Vivemos hoje um mês no qual a data marcante do SETE DE SETEMBRO se nos afigura como um marco indelével de uma atitude que mudou o curso da nossa história, transformando-nos numa nação independente, libertando-a da condição humilhante de ser uma colônia desejada pelo reino português. Não está em discussão o mérito das variáveis que intervieram nesse processo que nos tornou independentes de Portugal, mas sim a avaliação do que isso significou para o Brasil em termos de afirmação de nossa identidade como nação.
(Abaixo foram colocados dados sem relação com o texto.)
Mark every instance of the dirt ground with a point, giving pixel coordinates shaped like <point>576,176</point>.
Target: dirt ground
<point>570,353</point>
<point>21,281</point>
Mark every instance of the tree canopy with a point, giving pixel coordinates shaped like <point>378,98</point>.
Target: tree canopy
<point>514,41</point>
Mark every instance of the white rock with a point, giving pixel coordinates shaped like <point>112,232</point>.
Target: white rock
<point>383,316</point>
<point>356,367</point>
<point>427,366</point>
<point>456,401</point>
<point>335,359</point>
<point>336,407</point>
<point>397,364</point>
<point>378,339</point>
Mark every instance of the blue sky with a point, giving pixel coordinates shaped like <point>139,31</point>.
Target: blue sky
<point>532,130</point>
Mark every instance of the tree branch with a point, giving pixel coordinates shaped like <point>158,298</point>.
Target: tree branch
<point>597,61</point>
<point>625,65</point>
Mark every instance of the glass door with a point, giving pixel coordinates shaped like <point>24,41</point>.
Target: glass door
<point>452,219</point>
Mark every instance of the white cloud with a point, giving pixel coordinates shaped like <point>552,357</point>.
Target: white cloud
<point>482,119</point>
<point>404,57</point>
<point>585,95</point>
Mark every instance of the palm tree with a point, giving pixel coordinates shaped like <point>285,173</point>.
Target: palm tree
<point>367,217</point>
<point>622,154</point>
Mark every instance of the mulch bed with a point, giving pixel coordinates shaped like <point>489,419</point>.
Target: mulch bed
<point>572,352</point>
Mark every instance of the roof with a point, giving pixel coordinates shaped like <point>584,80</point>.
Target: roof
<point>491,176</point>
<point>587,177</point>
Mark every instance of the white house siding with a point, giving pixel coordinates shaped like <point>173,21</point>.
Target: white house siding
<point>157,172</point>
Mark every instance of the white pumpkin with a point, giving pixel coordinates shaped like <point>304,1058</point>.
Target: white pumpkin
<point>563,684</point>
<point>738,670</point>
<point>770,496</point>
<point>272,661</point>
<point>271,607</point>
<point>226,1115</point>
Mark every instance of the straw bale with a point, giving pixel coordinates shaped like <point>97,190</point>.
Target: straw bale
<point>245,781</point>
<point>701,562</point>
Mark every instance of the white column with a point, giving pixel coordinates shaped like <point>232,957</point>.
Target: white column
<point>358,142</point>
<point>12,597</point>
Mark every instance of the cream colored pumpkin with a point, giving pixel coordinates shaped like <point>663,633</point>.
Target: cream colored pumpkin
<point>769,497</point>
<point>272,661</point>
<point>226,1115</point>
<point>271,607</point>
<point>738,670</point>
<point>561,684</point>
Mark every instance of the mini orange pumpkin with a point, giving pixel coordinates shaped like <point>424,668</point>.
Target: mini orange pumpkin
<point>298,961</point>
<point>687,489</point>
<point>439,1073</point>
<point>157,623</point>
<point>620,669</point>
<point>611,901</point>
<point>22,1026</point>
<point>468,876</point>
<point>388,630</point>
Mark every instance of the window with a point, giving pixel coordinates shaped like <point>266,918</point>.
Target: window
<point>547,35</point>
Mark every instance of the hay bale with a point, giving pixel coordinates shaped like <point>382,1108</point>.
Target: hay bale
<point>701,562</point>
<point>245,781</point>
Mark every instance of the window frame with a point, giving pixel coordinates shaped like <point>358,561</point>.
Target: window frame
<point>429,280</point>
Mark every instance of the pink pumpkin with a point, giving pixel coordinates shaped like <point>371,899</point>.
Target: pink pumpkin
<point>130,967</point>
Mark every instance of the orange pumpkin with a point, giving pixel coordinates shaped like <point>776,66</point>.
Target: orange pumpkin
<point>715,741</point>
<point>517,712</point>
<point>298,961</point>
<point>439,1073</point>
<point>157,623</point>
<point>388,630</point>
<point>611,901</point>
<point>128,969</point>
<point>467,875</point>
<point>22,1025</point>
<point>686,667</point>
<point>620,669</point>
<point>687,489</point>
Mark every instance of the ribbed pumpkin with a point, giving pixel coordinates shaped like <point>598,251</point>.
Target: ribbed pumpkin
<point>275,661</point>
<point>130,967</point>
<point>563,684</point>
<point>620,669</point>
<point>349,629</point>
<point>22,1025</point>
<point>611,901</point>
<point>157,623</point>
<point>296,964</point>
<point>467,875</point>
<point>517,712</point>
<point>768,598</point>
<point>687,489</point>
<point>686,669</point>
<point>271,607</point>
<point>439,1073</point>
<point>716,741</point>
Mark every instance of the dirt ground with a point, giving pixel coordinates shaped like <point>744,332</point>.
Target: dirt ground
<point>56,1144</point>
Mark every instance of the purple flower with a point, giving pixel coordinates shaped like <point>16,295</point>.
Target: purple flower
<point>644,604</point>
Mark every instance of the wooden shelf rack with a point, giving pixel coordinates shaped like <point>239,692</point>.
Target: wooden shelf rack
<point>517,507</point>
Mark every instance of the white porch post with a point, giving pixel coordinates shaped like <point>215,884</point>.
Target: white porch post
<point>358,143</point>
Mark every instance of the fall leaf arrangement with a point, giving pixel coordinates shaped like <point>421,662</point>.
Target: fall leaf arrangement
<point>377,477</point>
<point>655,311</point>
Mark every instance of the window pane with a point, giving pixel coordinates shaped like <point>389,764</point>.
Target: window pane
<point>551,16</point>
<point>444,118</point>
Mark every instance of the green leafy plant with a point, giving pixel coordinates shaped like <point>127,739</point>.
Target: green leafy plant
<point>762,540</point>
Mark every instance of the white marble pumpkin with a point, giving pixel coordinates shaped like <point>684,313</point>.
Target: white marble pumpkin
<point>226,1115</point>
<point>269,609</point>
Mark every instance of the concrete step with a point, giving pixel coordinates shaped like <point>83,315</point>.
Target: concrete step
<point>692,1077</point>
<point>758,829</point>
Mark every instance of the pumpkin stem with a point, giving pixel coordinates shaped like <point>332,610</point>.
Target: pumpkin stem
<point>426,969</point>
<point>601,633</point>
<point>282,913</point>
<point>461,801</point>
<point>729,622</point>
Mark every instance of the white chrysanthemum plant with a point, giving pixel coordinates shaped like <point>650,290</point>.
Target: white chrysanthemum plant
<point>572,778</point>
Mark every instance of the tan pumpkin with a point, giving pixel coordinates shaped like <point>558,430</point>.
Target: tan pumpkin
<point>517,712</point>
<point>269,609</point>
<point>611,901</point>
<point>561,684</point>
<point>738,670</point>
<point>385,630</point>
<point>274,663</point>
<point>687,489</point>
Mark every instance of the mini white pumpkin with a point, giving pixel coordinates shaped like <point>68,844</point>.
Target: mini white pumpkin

Nesse ponto é importante destacar a presença das FFAA junto ao imperador dando-lhe a garantia da unidade e da força da população para a decisão de tornar-nos independentes. Essas apreciações têm o propósito de mostrar, a tantos quantos lerem esse editorial, que é inaceitável a campanha persistente de uma escória de pretensos brasileiros, contra nós militares, no pressuposto alienado de que somos truculentos e perniciosos às ambições daqueles que desfrutam atual e transitoriamente do poder.

O grito da independência foi o grito uníssono de um povo jovem que repudiava a condição de colônia que lhe queriam impor; ele nem de perto pode ser comparável ao de JESUS na cruz, mas é profundamente expressivo em sua significância em bradar ao mundo o desejo de ser uma nação livre. Hoje nos defrontamos com uma situação inusitada na qual prepondera um sentimento de desalento ante o desgosto de ver o quanto fomos e continuamos a ser ludibriados e manipulados por uma agremiação partidária que emergiu da lama moral em que sempre viveu, com uma proposta de pureza moral e ética que, em momento algum, se dispôs a exercitar.
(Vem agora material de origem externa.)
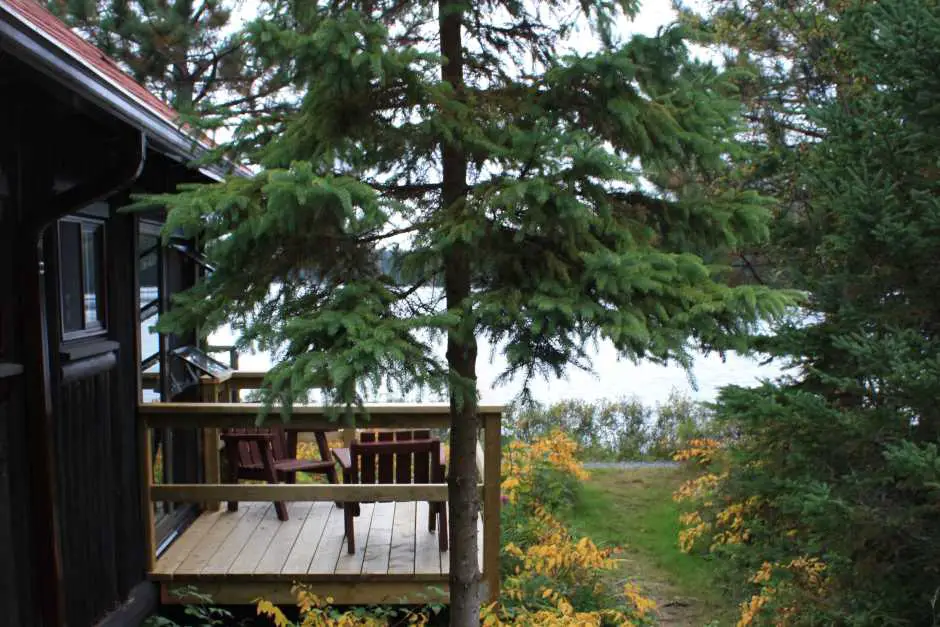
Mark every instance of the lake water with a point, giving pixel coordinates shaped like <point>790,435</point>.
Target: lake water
<point>611,378</point>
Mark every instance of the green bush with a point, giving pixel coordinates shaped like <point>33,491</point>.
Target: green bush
<point>624,429</point>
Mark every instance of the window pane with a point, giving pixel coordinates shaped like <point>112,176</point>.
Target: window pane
<point>70,274</point>
<point>92,265</point>
<point>149,341</point>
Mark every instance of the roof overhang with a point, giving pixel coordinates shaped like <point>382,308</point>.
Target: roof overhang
<point>27,41</point>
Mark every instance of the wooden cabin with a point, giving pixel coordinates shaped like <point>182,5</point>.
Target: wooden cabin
<point>110,489</point>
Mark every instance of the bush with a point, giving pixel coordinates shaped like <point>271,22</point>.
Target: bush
<point>615,430</point>
<point>821,515</point>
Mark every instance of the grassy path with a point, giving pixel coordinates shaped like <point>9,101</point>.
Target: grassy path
<point>633,508</point>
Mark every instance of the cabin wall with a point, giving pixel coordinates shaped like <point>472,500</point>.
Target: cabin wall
<point>15,573</point>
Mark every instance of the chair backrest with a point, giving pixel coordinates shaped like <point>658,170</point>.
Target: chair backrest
<point>249,453</point>
<point>396,457</point>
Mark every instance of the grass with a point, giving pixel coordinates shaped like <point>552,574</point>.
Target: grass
<point>633,509</point>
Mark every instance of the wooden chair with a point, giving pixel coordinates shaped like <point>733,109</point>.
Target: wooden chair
<point>394,457</point>
<point>268,454</point>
O exemplo disso está à vista de todos, como o mensalão, a corrupção, a hipocrisia, a mentira e a atual e arbitrária autocracia de privilegiar recursos orçamentários para atender projetos de cunho eleitoral que, além de nunca se concretizarem, disfarçam a real intenção de continuar a alimentar a corrupção. Assim como os gritos emblemáticos que citamos, urge que a população brasileira, aquela que congrega pessoas de bem e que valorizam os gestos extremos de nossa história, gritem igualmente, do fundo de suas almas, contra a desmoralização dos atos dos agentes públicos.

É inadmissível continuar a viver esse estado de coisas que nos afrontam a cada dia. Nós, militares, temos o dever e a obrigação de reagir ao que aí está; temos que olhar a responsabilidade que assumimos desde que D. Pedro I lançou o grito de Independência, um grito que não sai do pensamento de todo autêntico brasileiro que ama a Pátria que o acolheu em seu nascimento e o acolherá em sua morte.
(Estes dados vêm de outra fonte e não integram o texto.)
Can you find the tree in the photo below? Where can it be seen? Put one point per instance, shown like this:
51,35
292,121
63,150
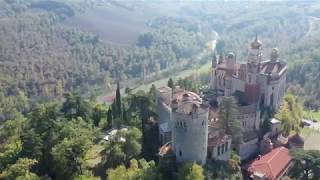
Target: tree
138,170
109,117
190,171
99,114
227,119
21,170
306,164
75,106
118,151
118,101
171,83
68,156
290,114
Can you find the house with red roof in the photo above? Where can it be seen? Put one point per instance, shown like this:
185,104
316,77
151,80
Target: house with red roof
270,166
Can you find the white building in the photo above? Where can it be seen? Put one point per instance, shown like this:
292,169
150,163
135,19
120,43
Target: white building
189,127
259,82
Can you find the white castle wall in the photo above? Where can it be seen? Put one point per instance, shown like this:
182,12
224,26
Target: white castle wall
190,135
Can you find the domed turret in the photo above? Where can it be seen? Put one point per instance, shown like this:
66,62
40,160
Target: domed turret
221,59
274,54
256,44
214,61
190,128
296,141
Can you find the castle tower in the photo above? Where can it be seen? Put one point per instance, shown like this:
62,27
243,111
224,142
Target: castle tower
255,54
189,128
253,65
213,72
274,57
231,61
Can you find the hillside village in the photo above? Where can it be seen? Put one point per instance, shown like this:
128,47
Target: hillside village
190,127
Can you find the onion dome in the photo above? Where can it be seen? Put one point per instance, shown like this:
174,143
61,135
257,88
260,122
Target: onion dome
221,59
256,44
230,55
274,54
296,141
214,61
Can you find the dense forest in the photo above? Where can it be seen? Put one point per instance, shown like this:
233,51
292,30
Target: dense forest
47,127
43,57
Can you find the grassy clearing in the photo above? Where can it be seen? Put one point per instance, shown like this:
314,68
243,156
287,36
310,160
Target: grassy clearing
203,68
93,156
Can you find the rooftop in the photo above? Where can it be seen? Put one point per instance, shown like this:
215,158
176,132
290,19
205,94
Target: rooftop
272,165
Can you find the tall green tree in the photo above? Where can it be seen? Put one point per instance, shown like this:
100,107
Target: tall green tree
290,114
21,170
170,83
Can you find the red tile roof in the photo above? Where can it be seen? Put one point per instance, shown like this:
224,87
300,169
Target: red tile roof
272,164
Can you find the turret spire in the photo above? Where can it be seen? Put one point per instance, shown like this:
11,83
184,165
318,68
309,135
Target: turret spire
256,44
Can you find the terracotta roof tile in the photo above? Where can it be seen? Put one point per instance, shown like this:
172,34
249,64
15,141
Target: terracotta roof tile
272,164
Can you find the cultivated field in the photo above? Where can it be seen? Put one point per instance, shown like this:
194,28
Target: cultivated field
118,25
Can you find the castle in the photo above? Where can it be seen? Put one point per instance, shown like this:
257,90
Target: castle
188,122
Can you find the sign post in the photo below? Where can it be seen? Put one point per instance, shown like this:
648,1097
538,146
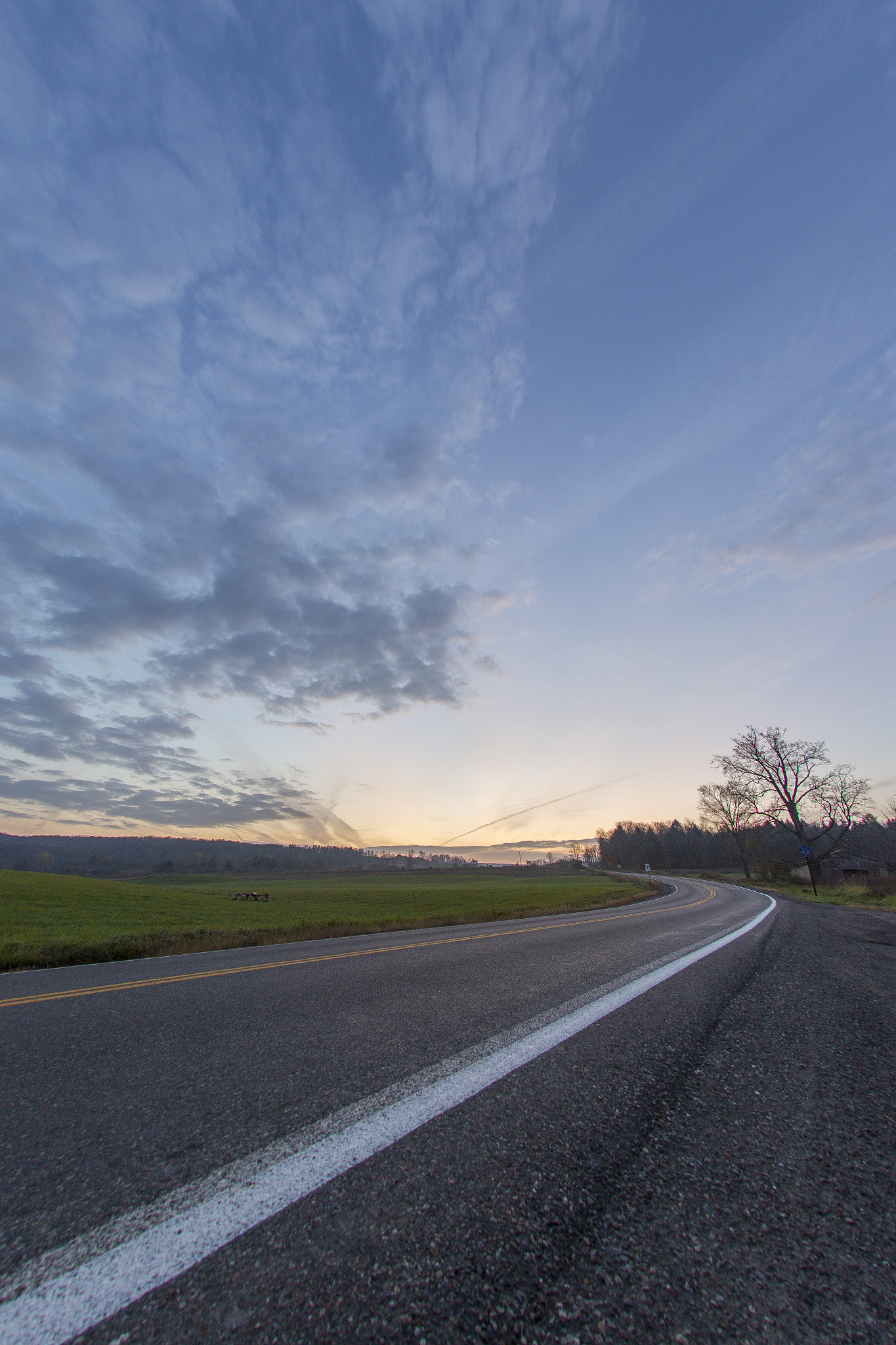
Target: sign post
806,853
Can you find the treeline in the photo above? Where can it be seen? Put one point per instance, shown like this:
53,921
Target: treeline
110,856
687,845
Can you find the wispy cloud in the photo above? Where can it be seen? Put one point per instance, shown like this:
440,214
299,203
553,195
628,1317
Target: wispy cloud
249,338
829,499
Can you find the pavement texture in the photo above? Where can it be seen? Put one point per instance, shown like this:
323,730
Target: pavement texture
712,1162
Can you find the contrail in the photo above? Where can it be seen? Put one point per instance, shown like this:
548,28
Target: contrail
563,797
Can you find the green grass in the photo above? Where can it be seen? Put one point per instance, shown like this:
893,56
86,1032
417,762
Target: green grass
875,896
49,920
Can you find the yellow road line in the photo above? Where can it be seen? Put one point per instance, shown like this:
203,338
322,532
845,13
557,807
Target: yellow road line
331,957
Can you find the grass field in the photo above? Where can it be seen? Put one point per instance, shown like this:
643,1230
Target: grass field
51,921
876,896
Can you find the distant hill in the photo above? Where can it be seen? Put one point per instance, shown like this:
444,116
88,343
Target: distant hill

Sigamos o exemplo de DEUS que na cruz proferiu um grito que ecoa a mais de 2000 anos e ainda a muitos comovem por ver que, mesmo à época, tocou a tantos que dele souberam e que serviu de estímulo a expansão do cristianismo. A nação, o seu povo ordeiro que valoriza os fundamentos de sua nacionalidade, aguarda, com muita ansiedade, mais um grito semelhante ao da nossa Independência. O exotismo ideológico dos que poluem o poder não traz, no seu bojo, qualquer sentimento de Pátria, e sim de autoritarismo exacerbado que ignora as aspirações de diferentes classes trabalhadoras, na já surrada alegação de uma crise que, há exatos 52 anos, se mantém sempre que, a cada ano, se começa a falar em reajustes salariais.

É uma mentira que, como se repete muitas vezes, passa a condição de ser admitida como verdade. Vamos, pois, neste sete de setembro, dar um novo grito do Ipiranga, tão alto quanto se possa imaginar, mas que tenha, no exemplo do grito de DEUS na cruz, o desejo de mostrar ao mundo o quanto o povo brasileiro está desalentado pela carência de um gesto que marcou a nossa história.



• Waldemar da Mouta Campello Filho. Capitão-de-Mar-e-Guerra –Presidente da CONFAMIL do Sistema CONFAMIL.